When Will Texas Stop Executing People Whose Death Sentences Are Unconstitutional?

The death chamber is seen through the steel bars from the viewing room at the state penitentiary in Huntsville, Texas.
The death chamber is seen through the steel bars from the viewing room at the state penitentiary in Huntsville, Texas. Jenevieve Robbins/Texas Dept of Criminal Justice/Handout via Reuters

Texas is at it again, once more thumbing its nose at the Supreme Court in a death penalty case.

Last Monday, the Supreme Court refused to hear an appeal from Terence Andrus, a prisoner on Texas’ death row. Two years ago, the court held that Andrus’ attorney had failed to present a mountain of mitigating evidence that could’ve saved his life. The court ruled that his counsel’s representation fell below the constitutional minimum and sent the case back to the Texas Court of Criminal Appeals with instructions to consider whether the mitigating evidence could have made a difference in the mind of at least one juror.

Yet instead of following the Supreme Court’s directive, the state court decided that Andrus’ lawyer hadn’t been that bad after all—just the opposite of what the Supreme Court had ruled—and upheld his death sentence. Naturally, Andrus went back to the Supreme Court, but the current court denied his petition. Justice Sonia Sotomayor wrote a stinging dissent, joined by Justices Stehen Breyer and Elena Kagan.

The petulance of the Texas court isn’t surprising. For the state court, ignoring the Supreme Court in death penalty cases is business as usual.

Along with my Cornell Law School colleagues John Blume and Sheri Johnson, I examined the judicial decisions for every person executed in the United States since the Supreme Court restarted the death penalty in 1976. That’s over 1,500 people. We were looking for the people who were “dead right,” meaning they were executed despite claims in their case that would render their execution unconstitutional today.

What we found shocked us. At least 228 people executed since executions resumed in 1976—more than 1 in every 7—were dead right. We published our results earlier this year in the Columbia Human Rights Law Review.

Some of these people were executed before the Supreme Court recognized the basis for their claim, like the 22 young people killed before the Supreme Court held that it violated the Eighth Amendment provision against cruel and unusual punishment to execute a child.

But most people on our list were executed after the Supreme Court had established the basis for their claim. Like in Andrus’ case, the lower courts simply turned a blind eye to Supreme Court precedent and the justices let them get away with it.

Texas is the worst offender.

In 1989, in Penry v. Lynaugh, the Supreme Court held that the Texas death penalty statute was unconstitutional because it did not allow the jury to respond to mitigating evidence. In most capital cases, the Texas statute asked the jury to answer two questions: Did the defendant act deliberately, and is the defendant likely to be dangerous in the future?
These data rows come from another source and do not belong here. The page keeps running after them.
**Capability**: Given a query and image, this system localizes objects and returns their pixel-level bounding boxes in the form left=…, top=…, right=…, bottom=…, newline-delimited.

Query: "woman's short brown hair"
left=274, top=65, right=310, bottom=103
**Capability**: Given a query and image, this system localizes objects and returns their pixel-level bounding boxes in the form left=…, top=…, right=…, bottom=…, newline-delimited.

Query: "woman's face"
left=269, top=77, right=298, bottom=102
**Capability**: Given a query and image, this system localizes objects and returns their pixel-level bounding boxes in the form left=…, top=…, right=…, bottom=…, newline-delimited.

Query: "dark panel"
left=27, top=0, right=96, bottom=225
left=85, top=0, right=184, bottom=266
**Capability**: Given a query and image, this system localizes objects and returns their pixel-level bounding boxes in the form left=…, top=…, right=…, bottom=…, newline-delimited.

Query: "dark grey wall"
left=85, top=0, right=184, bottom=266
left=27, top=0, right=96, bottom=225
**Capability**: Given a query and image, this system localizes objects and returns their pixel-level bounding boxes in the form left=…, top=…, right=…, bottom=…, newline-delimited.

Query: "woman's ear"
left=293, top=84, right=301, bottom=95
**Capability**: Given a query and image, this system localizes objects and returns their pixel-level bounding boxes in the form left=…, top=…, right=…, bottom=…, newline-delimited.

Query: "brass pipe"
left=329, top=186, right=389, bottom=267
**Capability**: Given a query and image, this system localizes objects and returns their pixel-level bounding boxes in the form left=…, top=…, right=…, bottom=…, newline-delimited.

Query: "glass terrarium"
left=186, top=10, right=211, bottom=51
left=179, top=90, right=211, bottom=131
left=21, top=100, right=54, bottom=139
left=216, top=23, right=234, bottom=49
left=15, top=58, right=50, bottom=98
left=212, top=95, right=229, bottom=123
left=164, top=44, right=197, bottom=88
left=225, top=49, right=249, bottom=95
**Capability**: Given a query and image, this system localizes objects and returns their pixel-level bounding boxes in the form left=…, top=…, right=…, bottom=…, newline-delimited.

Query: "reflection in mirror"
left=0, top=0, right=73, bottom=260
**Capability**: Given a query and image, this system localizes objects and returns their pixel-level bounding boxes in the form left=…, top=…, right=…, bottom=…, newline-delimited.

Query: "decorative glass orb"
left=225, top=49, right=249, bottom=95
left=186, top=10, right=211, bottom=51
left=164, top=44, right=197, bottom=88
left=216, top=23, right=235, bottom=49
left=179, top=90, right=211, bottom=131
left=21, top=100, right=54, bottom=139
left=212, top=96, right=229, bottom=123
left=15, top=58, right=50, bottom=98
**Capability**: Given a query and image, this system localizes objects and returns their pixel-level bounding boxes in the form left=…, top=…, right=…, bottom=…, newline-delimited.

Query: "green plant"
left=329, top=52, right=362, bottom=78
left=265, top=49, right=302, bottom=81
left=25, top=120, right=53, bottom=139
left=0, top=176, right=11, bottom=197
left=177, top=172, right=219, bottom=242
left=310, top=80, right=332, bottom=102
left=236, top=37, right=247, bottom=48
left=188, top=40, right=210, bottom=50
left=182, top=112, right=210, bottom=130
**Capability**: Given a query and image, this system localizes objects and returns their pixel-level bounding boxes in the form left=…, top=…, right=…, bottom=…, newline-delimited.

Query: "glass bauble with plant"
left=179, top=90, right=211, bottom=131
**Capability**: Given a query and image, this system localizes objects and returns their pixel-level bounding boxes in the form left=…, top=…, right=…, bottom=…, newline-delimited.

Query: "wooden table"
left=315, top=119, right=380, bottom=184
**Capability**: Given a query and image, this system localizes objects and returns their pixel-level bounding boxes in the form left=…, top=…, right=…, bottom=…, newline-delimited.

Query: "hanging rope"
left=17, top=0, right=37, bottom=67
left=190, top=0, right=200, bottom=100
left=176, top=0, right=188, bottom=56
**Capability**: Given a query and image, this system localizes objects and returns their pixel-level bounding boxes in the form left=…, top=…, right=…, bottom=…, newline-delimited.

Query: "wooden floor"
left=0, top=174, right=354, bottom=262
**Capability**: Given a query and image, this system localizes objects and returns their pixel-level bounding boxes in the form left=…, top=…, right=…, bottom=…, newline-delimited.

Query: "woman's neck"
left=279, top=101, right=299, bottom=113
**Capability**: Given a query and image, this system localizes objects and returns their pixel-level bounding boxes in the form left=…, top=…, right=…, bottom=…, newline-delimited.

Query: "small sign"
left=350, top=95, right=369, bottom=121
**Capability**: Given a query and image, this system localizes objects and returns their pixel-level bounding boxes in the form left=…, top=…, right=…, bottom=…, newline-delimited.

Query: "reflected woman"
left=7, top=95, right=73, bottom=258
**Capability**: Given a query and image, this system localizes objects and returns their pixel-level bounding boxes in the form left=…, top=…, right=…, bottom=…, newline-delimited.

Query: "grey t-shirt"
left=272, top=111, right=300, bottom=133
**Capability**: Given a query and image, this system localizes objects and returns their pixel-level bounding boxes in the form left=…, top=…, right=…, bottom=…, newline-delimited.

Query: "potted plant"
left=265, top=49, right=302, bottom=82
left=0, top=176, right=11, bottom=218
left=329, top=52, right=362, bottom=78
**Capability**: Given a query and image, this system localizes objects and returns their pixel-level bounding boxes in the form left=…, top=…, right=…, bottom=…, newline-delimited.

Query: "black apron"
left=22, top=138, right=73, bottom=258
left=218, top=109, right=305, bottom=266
If the jury said yes to both questions, a death sentence was automatic.

In Penry, the court held this was too narrow since a great deal of evidence is mitigating even though it might not call for a negative answer to either question—think of child abuse and neglect, or extreme poverty, even some forms of mental illness. After Penry, scores of death row inmates in Texas demonstrated that they too had presented evidence that would not have been appropriately considered under the Texas capital statute.

Yet for nearly two decades, the lower court rejected these claims and the Supreme Court refused to intervene. The Supreme Court allowed this resistance to go on until 2007, when it finally stepped in and told the lower court to clean up its act.

By that time, Texas had executed 95 people who should have had their death sentences overturned. And this is not just our judgment. In 2010, the Texas court admitted it had “completely misunderstood the scope and applicability of Penry for almost twenty years” and had been wrong “in virtually all of our Penry cases.”

To put this number in perspective, only three other states have executed more than 95 people in the entire modern era. In fact, in this category alone, Texas has executed more people than the combined total since 1976 of every execution in 18 states.

Texas’ resistance to Penry was not an outlier. In 2002, the Supreme Court held in Atkins v. Virginia that it was unconstitutional to execute the intellectually disabled. Rather than faithfully apply this decision, the Texas Court of Criminal Appeals narrowed it beyond recognition, just as it did to Penry.

Texas death row inmates complained about this perversion of the law for years but the Supreme Court refused to intervene until 2017, when eight justices held in Moore v. Texas that the test applied by the lower court violated Atkins. Yet even that wasn’t enough for Texas to get the memo. On remand in Moore, the state court—like it did in Andrus—again upheld Moore’s death sentence, prompting the Supreme Court to step in and do what it didn’t do last week: order the lower court to grant relief.

Between Atkins and Moore, Texas executed 13 people who should have won. Add that to the 95 Penry cases and you have 108 people who were killed despite a clear constitutional violation.

Texas’ failure to follow the law in Terence Andrus’ case is no anomaly. It’s what the Texas Court of Criminal Appeals does. And it’ll keep doing it until the Supreme Court makes it stop.